DOI: 10.1245/s10434-007-9583-5

Cite this article as:
Shah, A.N., Summy, J.M., Zhang, J. et al. Ann Surg Oncol (2007) 14: 3629. doi:10.1245/s10434-007-9583-5



Pancreatic cancer is an exceptionally lethal disease with an annual mortality nearly equivalent to its annual incidence. This dismal rate of survival is due to several factors including late presentation with locally advanced, unresectable tumors, early metastatic disease, and rapidly arising chemoresistance. To study the mechanisms of chemoresistance in pancreatic cancer we developed two gemcitabine-resistant pancreatic cancer cell lines.
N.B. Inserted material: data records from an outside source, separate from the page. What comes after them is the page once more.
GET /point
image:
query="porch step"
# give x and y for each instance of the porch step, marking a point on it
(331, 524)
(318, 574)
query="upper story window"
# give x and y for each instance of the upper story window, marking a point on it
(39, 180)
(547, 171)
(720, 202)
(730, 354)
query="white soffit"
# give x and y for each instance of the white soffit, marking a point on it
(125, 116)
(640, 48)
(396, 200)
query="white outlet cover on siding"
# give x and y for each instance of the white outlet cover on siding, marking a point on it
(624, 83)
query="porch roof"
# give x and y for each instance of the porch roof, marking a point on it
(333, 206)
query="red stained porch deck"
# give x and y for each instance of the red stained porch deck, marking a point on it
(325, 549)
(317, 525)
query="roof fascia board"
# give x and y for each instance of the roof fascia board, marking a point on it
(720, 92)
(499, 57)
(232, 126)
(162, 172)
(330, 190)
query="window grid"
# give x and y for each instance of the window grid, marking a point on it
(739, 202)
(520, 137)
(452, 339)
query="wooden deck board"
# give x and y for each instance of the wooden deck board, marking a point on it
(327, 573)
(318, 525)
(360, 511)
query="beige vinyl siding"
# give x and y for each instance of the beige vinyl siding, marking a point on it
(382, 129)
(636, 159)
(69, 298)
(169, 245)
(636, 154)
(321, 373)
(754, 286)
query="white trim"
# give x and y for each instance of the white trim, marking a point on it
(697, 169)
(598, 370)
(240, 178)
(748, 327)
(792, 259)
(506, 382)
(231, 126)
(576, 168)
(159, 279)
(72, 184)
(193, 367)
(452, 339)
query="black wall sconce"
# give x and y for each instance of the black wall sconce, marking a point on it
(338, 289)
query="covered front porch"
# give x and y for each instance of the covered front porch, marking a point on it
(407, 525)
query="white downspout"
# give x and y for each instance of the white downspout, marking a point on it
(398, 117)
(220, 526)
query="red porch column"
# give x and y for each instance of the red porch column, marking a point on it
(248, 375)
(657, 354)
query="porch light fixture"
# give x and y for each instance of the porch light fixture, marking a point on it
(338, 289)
Resistant cells were obtained by culturing L3.6pl and AsPC-1 cells in serially increasing concentrations of gemcitabine. Stable cultures were obtained that were 40- to 50-fold increased in resistance relative to parental cells. Immunofluorescent staining was performed to examine changes in β-catenin and E-cadherin localization. Protein expression was determined by immunoblotting. Migration and invasion were determined by modified Boyden chamber assays. Fluorescence-activated cell sorting (FACS) analyses were performed to examine stem cell markers.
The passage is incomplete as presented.